К нашему общему удивлению и даже недоумению, попытка у
Собора Парижской богоматери, возможно, и удалась. Удалась в
течение одной неполной минуты, пока наш "француз" не утратил
мысленной связи с обстановкой и не перенесся мгновенно обратно
в двадцатый век. Однако мы всерьез полагаем - я вам как-нибудь
расскажу об этом подробнее, - что десяток-другой взволнованных
вздохов он сделал на берегах Сены в три часа ночи зимой 1451
года. Более пятисот лет назад, подумать только! А попытка в
Денвере увенчалась полным успехом. Тэд Брител очутился в
крошечной бакалейной лавчонке на углу, купил и выпил бутылочку
содовой, поболтал с хозяином. А потом вышел на улицу и попал в
Денвер 1901 года - тут нет и тени сомнения, у него получилось,
так же как и у вас. Так же как и вы, он с предельной
осторожностью провел там полдня, а потом подвергся
перепроверке. Вот об этом и совещание, Сай. Вчера мы просидели
до половины второго ночи, а сегодня без четверти девять начали
снова...
Оскар нахмурился, зажмурил глаза и вдавил ладони в глазные
впадины - то ли голова у него болела, то ли недоспал, а скорее
всего и то и другое сразу. Потом он взглянул на меня, часто
моргая, и сказал:
- Закавыка получилась, Сай. Я имею в виду - после
перепроверки. Тэд назвал одного знакомого, с которым учился
вместе в колледже Нокса, в Гейлсберге, штат Иллинойс. Тэд даже
встречался с ним несколько раз потом. И живет он-де в
Филадельфии, как и Тэд, и занесен в телефонную книгу. Только
вот теперь его нет. Никто никогда не слышал о нем там, где он
должен бы работать. Его нет в списках государственного
страхования. Ничего о нем нет и в архивах колледжа. Он,
понимаете, не существует более. - Оскар говорил спокойно и
деловито. - Не существует, кроме как в памяти Тэда и только
Тэда. Что бы и как бы Тэд ни делал в Денвере в середине зимы
1901 года, как бы осмотрителен ни был, но это повлияло на
какое-то происшедшее там событие или события. Что-то
изменилось, и соответственно изменились и последующие события.

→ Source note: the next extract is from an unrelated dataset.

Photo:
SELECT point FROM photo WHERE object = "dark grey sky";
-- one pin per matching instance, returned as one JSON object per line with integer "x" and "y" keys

- Оскар чуть заметно пожал плечами. - Так что теперь этот
самый человек как бы никогда и не рождался, только и всего. А
что еще могло перемениться, какие еще различия могут таиться в
тех людях или в таких вещах, о которых Тэд Брител просто
ничего не знает? Кто это может сказать? То ли изменилось
многое, то ли вовсе ничего... - Несколько секунд мы молча
смотрели друг на друга, затем Оскар резко поднялся на ноги. -
Вот почему и совещание. А теперь пошли...
Когда мы вошли в конференц-зал, присутствующие подняли
головы; народу было много, свободных мест почти не оставалось.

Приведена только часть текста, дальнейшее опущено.